On Apple – wonder if there are any tactical asset allocation models that will defend/preserve an investment once the 200 day moving average is breached? It’s possible to analyze Apple, do the sums, assess the news flow, look into the supply chain, etc and actually view it as, on balance, a positive story, but the dismal technicals/price action is going to force out some of the managers commonly clinging to fundamentals – there’s no tactical asset allocation model supporting ownership.
[corrected for typo errors]

***********
14 January 2013
[This is hopefully a sign of "healthy" paranoia.  Hard to reconcile all the industry "fixing"' charges with a healthy autonomous VIX.]

Don’t want to go all “zero hedge” on people or in any way cater to the conspiracy theorists, BUT, the VIX, to most people, is a black box. Set up by GS with discretionary management/admin etc by the CBOE. Might be time to have a look under the hood…


***********
31 December 2012


BUD once issued some bonds which allowed them to do some pot market research. This was spelled out as an allowable expenditure from the proceeds – not sure the marketing exercise was carried out, and I’m not sure that today’s BUD is anything like it was back in the early 90s (at the time of the bond issue).



[NOTE/WARNING: I've no access to the indenture - so treat this entry as "hearsay" - I'm not sure the current BUD would approve/acknowledge/accept this "story".

It was, to some of us with a sense of humor, an interesting underwriting at the time - successfully placed with all the usual institutions, largely under the radar.  Recreational drugs are big business - frankly, I can't figure out a defensible public avenue for participating in the marijuana legalization "movement", but maybe BUD has a an old marketing plan they could retrieve from their archives - who knows.  They could surrender some of their bottling/distribution business in the pursuit of their current merger/acquisition plans and replace lost revenue by becoming your helpful neighborhood "dealer".]

**************
11 January 2013
[Surely someone's got to be a winner in the nationalization of the agency RMBS sector... maybe it could be ELLI, but then again, maybe not.]
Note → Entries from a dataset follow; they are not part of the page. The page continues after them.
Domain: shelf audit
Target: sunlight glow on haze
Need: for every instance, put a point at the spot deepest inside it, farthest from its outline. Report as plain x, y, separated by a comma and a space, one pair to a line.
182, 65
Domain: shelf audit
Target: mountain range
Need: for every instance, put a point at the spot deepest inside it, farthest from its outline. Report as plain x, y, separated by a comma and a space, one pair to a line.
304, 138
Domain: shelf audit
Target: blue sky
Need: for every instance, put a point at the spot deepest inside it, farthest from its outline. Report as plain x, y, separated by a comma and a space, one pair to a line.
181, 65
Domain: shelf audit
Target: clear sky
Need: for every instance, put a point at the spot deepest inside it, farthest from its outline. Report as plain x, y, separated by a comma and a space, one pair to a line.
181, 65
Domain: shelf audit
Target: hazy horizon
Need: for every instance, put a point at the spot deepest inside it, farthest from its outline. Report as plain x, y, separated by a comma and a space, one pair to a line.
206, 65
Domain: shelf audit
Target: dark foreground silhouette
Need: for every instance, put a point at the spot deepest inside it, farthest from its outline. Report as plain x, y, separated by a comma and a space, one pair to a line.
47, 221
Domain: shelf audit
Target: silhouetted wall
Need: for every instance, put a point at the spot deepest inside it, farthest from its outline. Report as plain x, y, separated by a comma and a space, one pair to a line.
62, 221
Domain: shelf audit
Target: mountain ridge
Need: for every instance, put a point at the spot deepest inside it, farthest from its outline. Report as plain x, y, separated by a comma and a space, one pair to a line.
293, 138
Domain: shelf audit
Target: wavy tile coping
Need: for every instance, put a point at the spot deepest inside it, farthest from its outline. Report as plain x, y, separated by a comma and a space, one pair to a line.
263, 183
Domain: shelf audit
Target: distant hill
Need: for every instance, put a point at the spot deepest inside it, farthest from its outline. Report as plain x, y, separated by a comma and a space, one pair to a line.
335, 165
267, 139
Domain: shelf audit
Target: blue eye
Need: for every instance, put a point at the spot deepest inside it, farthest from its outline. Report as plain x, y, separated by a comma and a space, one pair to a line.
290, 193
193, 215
Not sure if they’re affected by the well-being of the agency MREITs (Annaly, Two Harbors, AGNC etc). Investing in RMBS has been nationalized thanks to QE Infinity – maybe ELLI could sign up the Fed, after all they probably need all the help they can get to keep track of their underlying mortgages ($40bn/month – forever).


*************
30 May 2012

[In response to a trader's perception that TLT=The Long Bond]

Hold on, hold on! Stop!
TLT is an ETF It ain’t the 30 year bond, and it’s not the 20 yr and it’s not the average of the two… it’s an attempt to replicate the 20+ year Barclays govt index. BUT, the ETF’s got slippage and expenses.
TLT is at 2008 levels – not the tracked index, not the long bond.
Back to your analyses…


***********
12 April 2012
[UNG slippage due to its "reliance" on constantly rolling futures, and some background "reasoning".]

The oil and gas sector is pretty complex if you try looking at it as one industry, but if you separate it into segments it’s easier to make sense of the processes and operations involved. Upstream gas operations are not complex, but once gas has been scrubbed and is past the first compressor its all about infrastructure (including storage), and it’s a good idea to have a look at the different infrastructure components separately. If natty is a hit with customers then that’s great, but for the foreseeable future it’s infrastructure plays that will reflect that success. Haven’t seen a well researched case for higher natty prices, and most folks have correctly avoided the NYMEX “products”.
[...] before getting involved in natty it’s worth getting a good understanding of the segment, and before betting on UNG it’s good to have a look at the underlying NYMEX contracts (UNG might have its day, but over time its the floor of NYMEX that soakes up the cash).